Often, in a fight, however, you never stay at this perfect fighting measure. No matter how good of a fighter you are, eventually, you will break this measure or your opponent will. What do you do? How else can you intercept your opponent when the time and distance is significantly less? Based on positioning. The idea in fighting is to hit your opponent from a position where they cannot hit you. That is why we use trapping in Wing Chun to use our one hand to control two of the opponent’s hands hitting him with our free hand. Despite how effective trapping is defensively, the best defense in any fight is to just simply not be there. When your opponent strikes, don’t be there, be somewhere else, preferable a position from which to counter.
Therefore, positioning is the next stage after the fighting measure. From the fighting measure, let’s say you successfully intercept your opponent’s attack with a straight lead punch. However, he continued to come forward after getting hit and now he is dangerously close to you. After throwing any attack, even a successful one, always assume the worst; that it missed or did not hurt your opponent , then you will always be prepared. From your straight lead, you should position yourself in such a way as to first get out of the way of his counter and second, to set up your next attack. If you’ve completed a straight lead, don’t wait for your opponent’s response. Because there is no time, position yourself to move your head and defend any critical area, then look for how to attack from that position.
From a straight lead punch, possible follow up positions could be a slip or bob and weave to either side. Ideally, try to move your feet first because this gets your whole body out of the way and sets up the best possible counter attacks. Torso movements like swaying, slips, or a bob and weave are typically used when there is no time to move your feet, but these work best when you can combine them with short footwork. Another option from the straight lead punch is just to jam forward with your hands and forearms up covering the head. This allows you to get on the inside of his potential counter punch. You can also go for a takedown from here. Another option is to sway back after the straight lead, but when you sway back, shift your weight to your back leg and kick him with your lead leg.

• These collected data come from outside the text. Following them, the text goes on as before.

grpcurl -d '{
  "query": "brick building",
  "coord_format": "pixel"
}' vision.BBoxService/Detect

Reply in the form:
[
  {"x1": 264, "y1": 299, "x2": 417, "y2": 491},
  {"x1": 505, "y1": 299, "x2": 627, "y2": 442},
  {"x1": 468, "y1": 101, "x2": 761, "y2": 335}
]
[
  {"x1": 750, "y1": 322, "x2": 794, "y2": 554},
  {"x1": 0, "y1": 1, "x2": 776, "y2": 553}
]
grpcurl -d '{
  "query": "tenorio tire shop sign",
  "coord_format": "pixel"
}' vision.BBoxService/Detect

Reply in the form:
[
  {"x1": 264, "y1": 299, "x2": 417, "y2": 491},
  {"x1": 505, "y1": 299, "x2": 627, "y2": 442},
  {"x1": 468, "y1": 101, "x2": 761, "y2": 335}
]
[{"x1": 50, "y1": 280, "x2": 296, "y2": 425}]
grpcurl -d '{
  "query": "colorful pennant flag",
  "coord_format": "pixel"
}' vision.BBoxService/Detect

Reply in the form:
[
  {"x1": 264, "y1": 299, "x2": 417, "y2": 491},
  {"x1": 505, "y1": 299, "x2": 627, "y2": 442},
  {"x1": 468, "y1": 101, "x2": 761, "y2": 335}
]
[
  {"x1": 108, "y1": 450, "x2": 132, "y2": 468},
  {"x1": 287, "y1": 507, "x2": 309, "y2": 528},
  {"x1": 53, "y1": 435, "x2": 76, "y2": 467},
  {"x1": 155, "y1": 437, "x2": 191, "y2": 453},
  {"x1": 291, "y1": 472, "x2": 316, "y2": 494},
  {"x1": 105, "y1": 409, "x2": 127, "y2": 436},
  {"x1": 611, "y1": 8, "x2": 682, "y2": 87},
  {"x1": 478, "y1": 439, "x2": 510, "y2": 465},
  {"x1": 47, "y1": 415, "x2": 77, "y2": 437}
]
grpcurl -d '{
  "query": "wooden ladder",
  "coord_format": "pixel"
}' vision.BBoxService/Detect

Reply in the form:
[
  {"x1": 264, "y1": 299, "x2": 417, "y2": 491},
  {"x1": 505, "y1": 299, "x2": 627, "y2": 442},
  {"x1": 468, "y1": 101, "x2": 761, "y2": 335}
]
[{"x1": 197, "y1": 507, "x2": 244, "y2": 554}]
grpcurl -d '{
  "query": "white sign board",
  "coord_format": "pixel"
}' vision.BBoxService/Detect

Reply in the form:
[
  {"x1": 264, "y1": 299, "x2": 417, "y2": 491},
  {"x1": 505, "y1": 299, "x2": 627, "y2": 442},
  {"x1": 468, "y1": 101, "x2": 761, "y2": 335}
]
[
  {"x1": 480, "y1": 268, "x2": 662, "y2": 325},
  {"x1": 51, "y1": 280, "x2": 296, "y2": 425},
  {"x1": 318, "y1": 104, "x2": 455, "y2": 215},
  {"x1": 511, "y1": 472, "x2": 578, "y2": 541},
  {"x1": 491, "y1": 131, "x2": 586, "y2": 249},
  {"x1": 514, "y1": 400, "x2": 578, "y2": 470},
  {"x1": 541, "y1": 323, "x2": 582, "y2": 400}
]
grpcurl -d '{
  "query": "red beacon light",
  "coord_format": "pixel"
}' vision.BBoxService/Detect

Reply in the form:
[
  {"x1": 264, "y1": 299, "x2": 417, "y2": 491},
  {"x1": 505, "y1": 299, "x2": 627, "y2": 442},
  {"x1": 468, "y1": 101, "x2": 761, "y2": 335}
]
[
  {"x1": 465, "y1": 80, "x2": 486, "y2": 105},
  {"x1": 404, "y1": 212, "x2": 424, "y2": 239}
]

Positioning relies heavily on your footwork. It’s the idea that I don’t want to just think about intercepting, but also two or three steps ahead of that. Always position yourself after your attack in the best defensive posture and ideally one that allows you to hit without getting hit. Again, the best defensive posture is always to not be there. Yes, you can block, cover, guard, check, parry, and trap, but you can also miss with any one of these. It’s best to move the target, then if you’re still in his range, you can cover, guard, trap, etc. Most fighters like to circle to the outside of their opponent as this typically moves them away from their opponent’s power rear hand. If you can, after you attack, circle or triangle step to the outside; this is ideal. If you can’t, any small movement you can make to the outside will help while also maintaining your guard. Always be alert at all times knowing where you are in relation to you opponent.
I hope this article has been helpful for you in your study of Wing Chun Kung Fu and the Martial Arts. Thank you for reading.
Wishing you happiness and peace of mind.